Le cellule T positive e CD8 positive del CD4, usate come controllo positivo, hanno una produzione gamma di interferone relativamente più elevata rispetto ai sottoinsiemi di cellule T infiltrarsi nel tumore. L'indicazione dell'immunosoppressione si verifica all'interno del tumore. Usando la stessa strategia per TNF alpha, un'alta percentuale di cellule T positive CD4 spleniche era positiva per il TNF alfa intracellulare.

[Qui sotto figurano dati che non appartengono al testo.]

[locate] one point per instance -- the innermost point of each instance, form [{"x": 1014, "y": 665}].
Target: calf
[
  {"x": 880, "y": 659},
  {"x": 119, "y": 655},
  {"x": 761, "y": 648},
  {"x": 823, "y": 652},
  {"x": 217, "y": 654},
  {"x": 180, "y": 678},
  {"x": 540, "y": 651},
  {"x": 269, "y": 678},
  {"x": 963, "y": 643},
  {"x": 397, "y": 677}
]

Rispetto alle cellule T positive CD4 che si infiltrano nel tumore. Le cellule T positive cd8 spleniche e infiltrarsi nel tumore, hanno prodotto livelli simili di TNF alfa. Assicurarsi che il tumore sia sufficientemente tritato e che tutti i pezzi siano immersi nei mezzi di digestione.

Quando si schiaccia il tumore, assicurarsi di essere delicato e lavare accuratamente le cellule. Il protocollo di digestione tumorale può essere combinato con lo smistamento cellulare assistito dal flusso, per purificare i singoli sottoinsiemi delle cellule immunitarie per un'analisi aggiuntiva, funzionale o dell'espressione genica. Abbiamo usato questo metodo per caratterizzare il modo in cui le cellule B modellano la risposta immunitaria durante il cancro al pancreas, generando tumori ortotopici sia nei topi knockout delle cellule B che in quello impoverito delle cellule B.